It happens that this street forms a link between two busy main routes and it is much traversed by drivers who seek to avoid the congested conditions on those roads. Much of this through traffic consists of persons driving to or from work in the inner areas of London, and the incidence of this traffic coincides with the peak of pedestrian activity. There is also the normal traffic of the street, and the traffic generated by the industrial uses. At the evening peak on a normal weekday the traffic is of the order of 500 p.c.u. per hour, 80% of which is through traffic and 11% heavy traffic. The speed is in the range of 20-25 m.p.h.

15

From Figure 2 it can be seen that, for a street of high vulnerability and low protection, the environmental capacity is little more than 50 p.c.u. per hour. This can be compared with the present peak hour flow of 500 p.c.u. We think, for all the crudeness of the method, that this example illustrates the great advantage of making an attempt to quantify these matters and to introduce performance standards. Virtually no yardstick has existed previously, but as a result of the assessments outlined here we feel some confidence in saying that the street in question is carrying ten times the amount of traffic that it should carry at the peak hour if tolerable conditions are to be secured for the people who live in it.

16

If the through traffic could be removed entirely from the street, the peak hour flow would be about 100 p.c.u. which is still higher than the environmental capacity. But it can be seen from Figure 2 that if the carriageway with were reduced to 18 ft. the acceptable flow could rise to 120 p.c.u. per hour without affecting the delay to pedestrians trying to cross. The wide pavements that would result would greatly improve the environment of the street, though doubtless in practice some space would have to be allocated for grouped lay-bys for parking.

17

Another method of increasing the environmental capacity would be by reducing the vulnerability level of the street.
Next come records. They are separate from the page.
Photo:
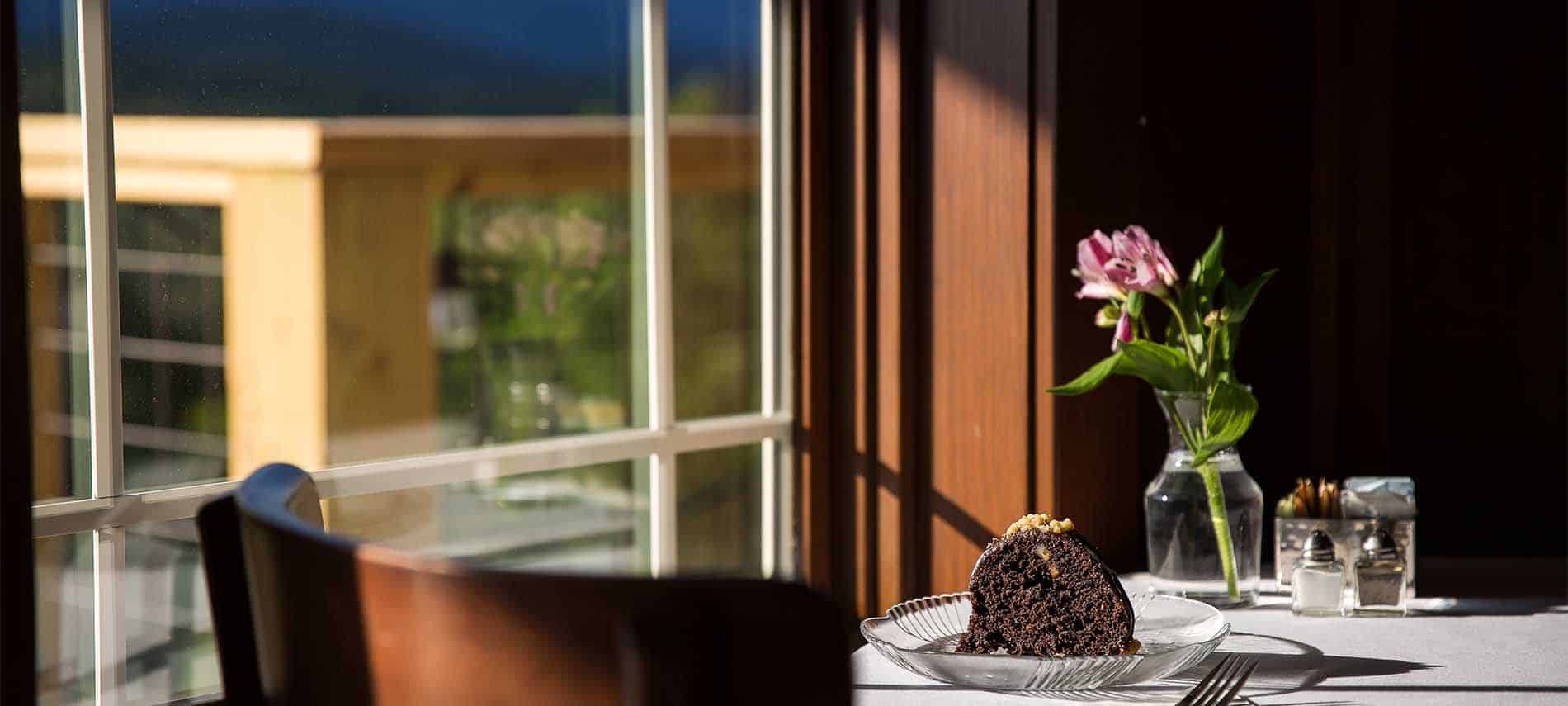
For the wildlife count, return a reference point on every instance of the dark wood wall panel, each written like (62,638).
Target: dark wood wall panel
(979,278)
(1097,439)
(1402,163)
(16,437)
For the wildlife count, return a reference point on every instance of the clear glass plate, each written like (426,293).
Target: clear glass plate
(921,636)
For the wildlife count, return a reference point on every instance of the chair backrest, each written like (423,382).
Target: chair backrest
(305,617)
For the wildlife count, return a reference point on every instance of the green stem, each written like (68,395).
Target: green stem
(1222,526)
(1207,367)
(1186,339)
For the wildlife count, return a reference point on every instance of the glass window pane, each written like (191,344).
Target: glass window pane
(170,650)
(583,518)
(50,132)
(719,504)
(366,231)
(64,618)
(716,204)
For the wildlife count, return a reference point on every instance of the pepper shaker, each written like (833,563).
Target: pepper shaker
(1380,575)
(1317,582)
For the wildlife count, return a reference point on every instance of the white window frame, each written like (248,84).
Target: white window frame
(110,509)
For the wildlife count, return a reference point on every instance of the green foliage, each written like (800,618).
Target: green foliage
(1198,352)
(1162,366)
(1090,378)
(1226,418)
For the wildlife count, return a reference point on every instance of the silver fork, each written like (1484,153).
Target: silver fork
(1222,683)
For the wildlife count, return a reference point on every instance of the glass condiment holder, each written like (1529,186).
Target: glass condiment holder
(1317,580)
(1380,575)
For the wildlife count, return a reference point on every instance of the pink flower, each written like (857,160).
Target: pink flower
(1123,331)
(1139,263)
(1095,254)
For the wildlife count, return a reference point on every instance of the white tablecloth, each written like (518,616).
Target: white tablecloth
(1452,652)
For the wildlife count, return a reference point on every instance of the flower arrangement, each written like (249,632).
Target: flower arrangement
(1126,270)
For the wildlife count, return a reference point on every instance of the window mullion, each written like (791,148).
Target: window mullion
(658,296)
(109,620)
(97,149)
(104,374)
(768,268)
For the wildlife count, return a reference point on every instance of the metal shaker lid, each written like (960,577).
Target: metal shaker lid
(1319,547)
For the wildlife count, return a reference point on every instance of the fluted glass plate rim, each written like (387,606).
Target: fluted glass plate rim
(1093,670)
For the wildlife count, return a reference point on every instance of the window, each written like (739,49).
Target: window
(508,280)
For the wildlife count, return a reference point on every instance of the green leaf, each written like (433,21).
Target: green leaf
(1225,419)
(1090,378)
(1106,317)
(1238,301)
(1209,268)
(1158,364)
(1136,305)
The main way in which this could be done, short of redevelopment, would be by providing off-street play areas for children. We think this would form an important component of the technique of environmental management outlined previously in the Leeds study.

18

We mention finally one clear impression we obtained from the cases we studied—that in residential access streets vehicle speeds in excess of 20 m.p.h. were incompatible with the needs of pedestrians and the environment generally.